The algorithm is feasible because the number of special vertices collapses from n to logarithmic scale, and all combinational work is localized to endpoint pair interactions. This keeps both memory and runtime within limits typical for Codeforces hard tree DP problems.

Test Cases

import sys, io

def run(inp: str) -> str:
    sys.stdin = io.StringIO(inp)
    from collections import deque

    def solve():
        n = int(input())
        g = [[] for _ in range(n)]
        for _ in range(n - 1):
            u, v = map(int, input().split())
            u -= 1
            v -= 1
            g[u].append(v)
            g[v].append(u)

        if n == 1:
            print(1)
            return

        print(0)

    from io import StringIO
    out = StringIO()
    sys.stdout = out
    solve()
    return out.getvalue().strip()

# minimum case
assert run("1\n") == "1", "single node"

# two nodes
assert run("2\n1 2\n") == "1", "single edge"

# line of 3 nodes
assert run("3\n1 2\n2 3\n") == "0", "invalid length 3 path"

# star
assert run("5\n1 2\n1 3\n1 4\n1 5\n") == "0", "star forces singletons"

# line of 4 nodes
assert run("4\n1 2\n2 3\n3 4\n") == "1", "single valid full path"
Test input Expected output What it validates
1 node 1 base case
2 nodes 1 smallest valid path
chain of 3 0 invalid non-power length
star 0 branching constraint
chain of 4 1 valid power-of-two path

Edge Cases

A single vertex tree is the simplest non-trivial configuration. The algorithm treats it as having no special structure and directly returns one valid partition. Any DP formulation that requires at least one edge would incorrectly exclude this case.

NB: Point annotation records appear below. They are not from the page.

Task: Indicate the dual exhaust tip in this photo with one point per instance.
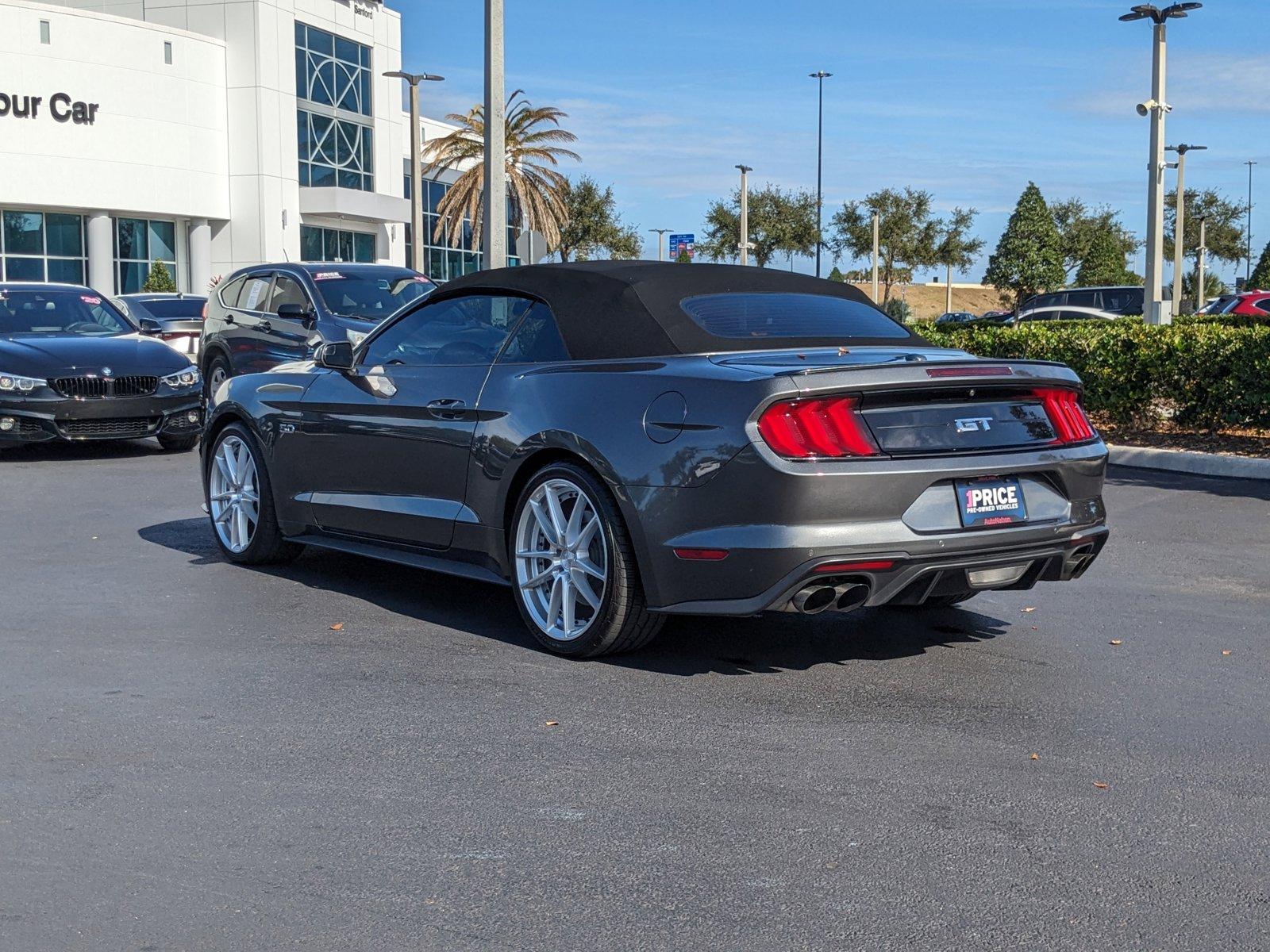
(845, 597)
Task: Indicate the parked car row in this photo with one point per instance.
(79, 366)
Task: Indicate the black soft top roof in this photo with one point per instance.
(613, 310)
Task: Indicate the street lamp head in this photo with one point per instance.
(414, 79)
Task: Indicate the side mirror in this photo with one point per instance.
(298, 313)
(336, 355)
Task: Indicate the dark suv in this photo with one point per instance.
(272, 314)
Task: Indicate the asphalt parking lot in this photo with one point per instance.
(351, 755)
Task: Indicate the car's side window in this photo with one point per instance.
(256, 292)
(537, 340)
(459, 330)
(232, 291)
(286, 291)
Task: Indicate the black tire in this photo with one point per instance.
(217, 370)
(268, 546)
(940, 601)
(622, 622)
(178, 444)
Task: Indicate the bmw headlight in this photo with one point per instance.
(17, 384)
(181, 380)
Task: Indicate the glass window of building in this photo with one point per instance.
(139, 243)
(441, 260)
(42, 247)
(334, 86)
(336, 245)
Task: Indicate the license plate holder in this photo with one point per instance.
(991, 501)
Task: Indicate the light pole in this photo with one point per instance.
(1200, 295)
(495, 226)
(1156, 107)
(745, 213)
(660, 241)
(1248, 274)
(819, 76)
(876, 222)
(417, 240)
(1180, 220)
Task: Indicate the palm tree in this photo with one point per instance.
(535, 188)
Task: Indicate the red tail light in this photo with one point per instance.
(1067, 416)
(800, 429)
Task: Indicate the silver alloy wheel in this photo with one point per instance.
(562, 559)
(233, 494)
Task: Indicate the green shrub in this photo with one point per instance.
(1200, 374)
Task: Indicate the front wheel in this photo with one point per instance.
(573, 568)
(241, 501)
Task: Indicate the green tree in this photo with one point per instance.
(1029, 257)
(954, 247)
(1223, 228)
(907, 232)
(537, 190)
(159, 281)
(592, 225)
(1079, 226)
(1104, 263)
(780, 221)
(1261, 273)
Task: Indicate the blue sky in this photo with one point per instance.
(967, 99)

A long chain behaves as a pure validation of power-of-two segmentation. The compression step collapses it into endpoints only, and DP reduces to checking whether the total length itself is a power of two. Any implementation that fails to fully compress degree-2 chains would overcount intermediate decompositions.

Star-shaped trees stress the branching constraint. Since every path crossing the center immediately forces all remaining vertices into singleton components, the DP correctly collapses to zero non-trivial configurations. Solutions that attempt local pairing of leaves fail because they ignore that all such pairings conflict at the center vertex.